They said the measure would help close what they describe as a tax loophole and could raise at least £1.7bn for the Treasury. 

The intervention comes as UK retailers step up pressure on the government over the rise in low-value imports, particularly from China, and as the EU prepares to introduce a temporary €3 ($3.50) charge on online items worth less than €150 from July. 

The signatories warned that the issue is becoming more urgent as volumes rise.  

Imports below the UK’s £135 threshold have tripled over the past three years to around 1.6 million parcels a day in 2024. 

The retailers said in the letter: “The problem was intensifying through 2026, not 2029. There is an urgent need to act now.

“We urge you to accelerate the implementation of customs reform, with meaningful progress delivered by peak 2026 trading.”

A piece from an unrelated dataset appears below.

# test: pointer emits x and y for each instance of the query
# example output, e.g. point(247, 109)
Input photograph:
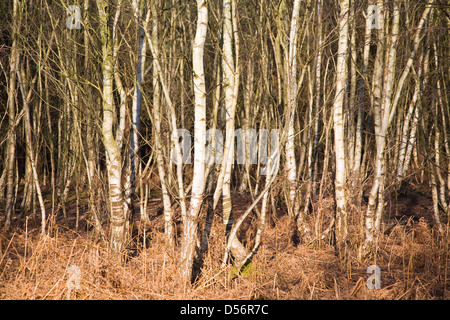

The companies said adopting a charge in line with the EU’s €3 fee, equivalent to approximately £2.60, would create a more level playing field for domestic retailers that face local taxes and more stringent compliance standards.  

They also cautioned that the UK could become a bigger destination for low-value shipments if other markets tighten their own import rules first. 

The UK Government has already said it will reform its policy on low-value imported goods after repeated complaints from retailers, but a full framework is not expected for another three years. 

The debate reflects a broader global shift.  

Last year, the US ended a tax exemption on parcels worth less than $800, a move that temporarily disrupted Temu’s direct shipments from China. 

Shein and Temu, which have expanded rapidly through direct-to-consumer cross-border sales, did not immediately respond to requests for comment.